We generally think of Americans as the epitome of "Greed is Good" whereas one sees the Brits as somehow less singularly capitalist-minded. Intriguingly, I saw that Jeff Larson gave back investors the massive windfall of performance fees his firm, Sowood, earned in 2006 for managing hedge funds even though the losses themselves didn't force the funds into liquidation (unsightly and unwanted as they were). Recently, I read that Cheyne Capital earned megabucks in performance fees upon funds under management in 2006, and shortly thereafter a very large SIV they managed went POOOOF! into liquidation. I heard no mention of THEM returning Performance Fees earned in regard to their management of the SIV. What gives? Is Mr Larson a saint, or an ass?

Yours truly,

Ms. N. Censed
The Boltons-nr.Chelsky


Dear Ms Censed,

First, thank you for the observation. I've been mulling over this myself. I think it opens up an interesting topic for discussion. First, lets be clear that by the letter of the law (thank you Siddeley Austin & Esq), Mr Larson had no such legal obligation by the letter of the law. It would have been well within his right to to take his many millions and go to the slums of Tijuana with bags of his money and throw into the street to watch the ensuing riot for his private enjoyment (and those of his friends). But Mr Larson is obviously not like that.

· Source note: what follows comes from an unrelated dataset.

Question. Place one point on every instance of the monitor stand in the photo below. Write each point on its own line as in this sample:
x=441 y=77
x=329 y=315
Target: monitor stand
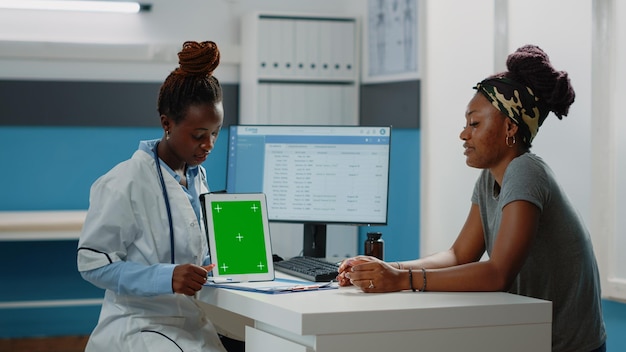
x=314 y=243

In Cheyne's case, let's also be clear that Cheyne runs many funds and the celebrated gobs of money recently paid that hit the press were not all SIV-loot. And even the SIV-booty is not blood-diamond money! And of course they had to repay some for scamming Inland Revenue. That said, the question remains: why did Mr Larson make such an apparently magnanimous gesture - seemingly out of cultural character, and the iron-clad legal documentation of the fund and investment management agreement, and Mssrs F&L make a similar gesture, that would have taken the heat off all us for being heartless scallywags?

This takes us to the heart of the matter: while the letter of the law says "You can keep it", the spirit of the "two-and-twenty" incentive-fee phenomena says " the purpose is to align interests between agent managers and principal investors". Now HF managers are alledgedly some of the smartest (or luckiest) guys in the world, and every one of them, EVERYONE, knows 2&20% creates massive asymmetrical agent vs. principal dilemmas, for firm owners, for PMs, traders, and for FoF intermediaries. High-water marks attest to the fact the spirit is to align, not reward gluttony. Everyone knows that crystallized performance fees are not the same thing as "banked returns" for investors. The ways and means of gaming the structure are too numerous to recount, and quite often results in less-than-deserved payouts for which there is no redress and is, at the end of the day, theft, pilfering, and larceny by any other name.
The same people know that a true system of aligning interests would NOT instantly crystallize fees on mark-to-market, instead insuring fees remain "accrued", and released only of the course of years, thereby continuing to float or accrue up or down in subsequent years until paid. Three years is reasonable in my opinion.

So you see Mr Larson was not being magnanimous, or only insuring his children wouldn't be blackballed from Harvard, but was adhering to the spirit of his agreement with investors, in disregarding the letter of the law in favor of his investors (who were his business partners), did The Right Thing. As for Cheyne, while it's not blood-diamond money, some would suggest that there is a khamric taint to the dosh so earned.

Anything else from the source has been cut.